TYPE heapGetFirst(struct dynArray* heap)
{
	assert(dynArraySize(heap) > 0);
	return dynArrayGet(heap, 0);
}

void heapRemoveFirst(struct dynArray* heap)
{
	assert(dynArraySize(heap) > 0);
	int last = dynArraySize(heap) - 1;

	dynArrayPut(heap, 0, dynArrayGet(heap, last));
	dynArrayRemoveAt(heap, last);
	_adjustHeap(heap, last, 0);
}

Adding a value to the heap can be done using this function:

void heapAdd(struct dynArray* heap, TYPE newValue)
{
	assert(heap != NULL);
	int parent;
	int pos = sizeDynArr(heap);
	addDynArr(heap, newValue); // adds the value to the end

	while(pos != 0)
	{
		parent = (pos - 1)/2;
		if (compare(getDynArr(heap, pos), getDynArr(heap, parent)) == -1)
		{
			//switch current position with parent node
			swapDynArr(heap, parent, pos);
			pos = parent;
		}
		else
		{
			//no more swaps have to be done
			return;
		}
	}
}

Preserving the heap order can be done using this handy adjustHeap function:

void adjustHeap(struct dynArray* heap, int max, int pos)
{
	assert(heap != NULL);
	int leftIdx = pos*2 + 1;
	int rightIdx = pos*2 + 2;	

	if (rightIdx < max)
	{
		int minIdx = indexSmallest(heap, leftIdx, rightIdx);
		if (compare(getDynArr(heap, minIdx), getDynArr(heap, pos)) == -1)
		{
			swap(heap, minIdx, pos);
			adjustHeap(heap, max, minIdx);
		}
	}
	else if (leftIdx < max)
	{
		if (compare(getDynArr(heap, leftIdx), getDynArr(heap, pos)) == -1)
		{
			swap(heap, leftIdx, pos);
			adjust(heap, max, leftIdx);
		}
	}
	else
	{
		return;
	}
}

In the first if condition, the node has two children. We get the index of the smallest child using indexSmallest and then compare the smallest child to the value at the position pos. If needed, we can swap those values and call adjustHeap again recursively.

Similarly, for the second if condition, we only have one child node and simply compare that child to the parent. We can do the same type of checking and if necessary, swap and call adjustHeap recursively.

Priority Queue Implementation

Recall that a priority queue has three operations:

  1. void add(newValue)
  2. TYPE getMin()
  3. void removeMin()

We have 4 (2 of which are technically the same, just in opposite order) implementations for the priority queue, including the heap. Here are the execution times for these implementations:

  Sorted Array Reverse Sorted Array Sorted List Heap
Add O(n) O(n) O(n) O(log n)
getMin O(1) O(1) O(1) O(1)
removeMin O(n) O(1) O(1) O(log n)

We can see that are tradeoffs between the heap and the other implementations. How do we decide which implementation fits our applications needs?

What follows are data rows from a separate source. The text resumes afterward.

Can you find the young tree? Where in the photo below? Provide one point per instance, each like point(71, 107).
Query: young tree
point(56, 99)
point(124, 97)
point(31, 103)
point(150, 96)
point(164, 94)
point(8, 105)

Well, here’s an example. Consider a case where you have to insert and then remove n elements.

For the sorted vector and list, we need to have $n$ insertions that are $n$ execution time apiece and $n$ removals that are constant time, then we have $n^2 + n$ operations to perform, or in other words, $O(n^2)$.

For the heap, if we have $n$ insertions that are $log(n)$ time apiece and then $n$ removals that are also $log(n)$ time apiece, then our total time is $2nlog(n)$ or in other words, $O(nlogn)$. So in that reasonable scenario, the heap does better than the sorted vector or list.

BuildHeap and HeapSort

The last topics of heaps that I wanted to touch on was the idea of building a heap from an arbitrary vector and using a heap to sort values.

The pseudocode for the buildHeap process is:

  1. Put the values in a complete binary tree.
  2. Calculate first non-leaf node not guaranteed to be a proper heap at (size/2 - 1) and call this value i
  3. _adjustHeap(heap, max, i)
  4. Decrement the index i until we get to the root node

The end product of this will be a heap.

The pseudocode for the heapSort is:

  1. Call buildHeap on the data
  2. Swap the first and last values
  3. adjust heap from index 0 to the last position (note, this doesn’t include the last position)
  4. Repeat steps 2 and 3, but in decrement the last position until you get to the root

The end product of this process will be an array in reverse sorted array. Heap sort has some advantages! For starters, it sorts in-place so there is no need to allocate additional memory. Both buildHeap and heapSort are $O(n logn)$, so heapSort is comparable to quicksort, merge sort, etc.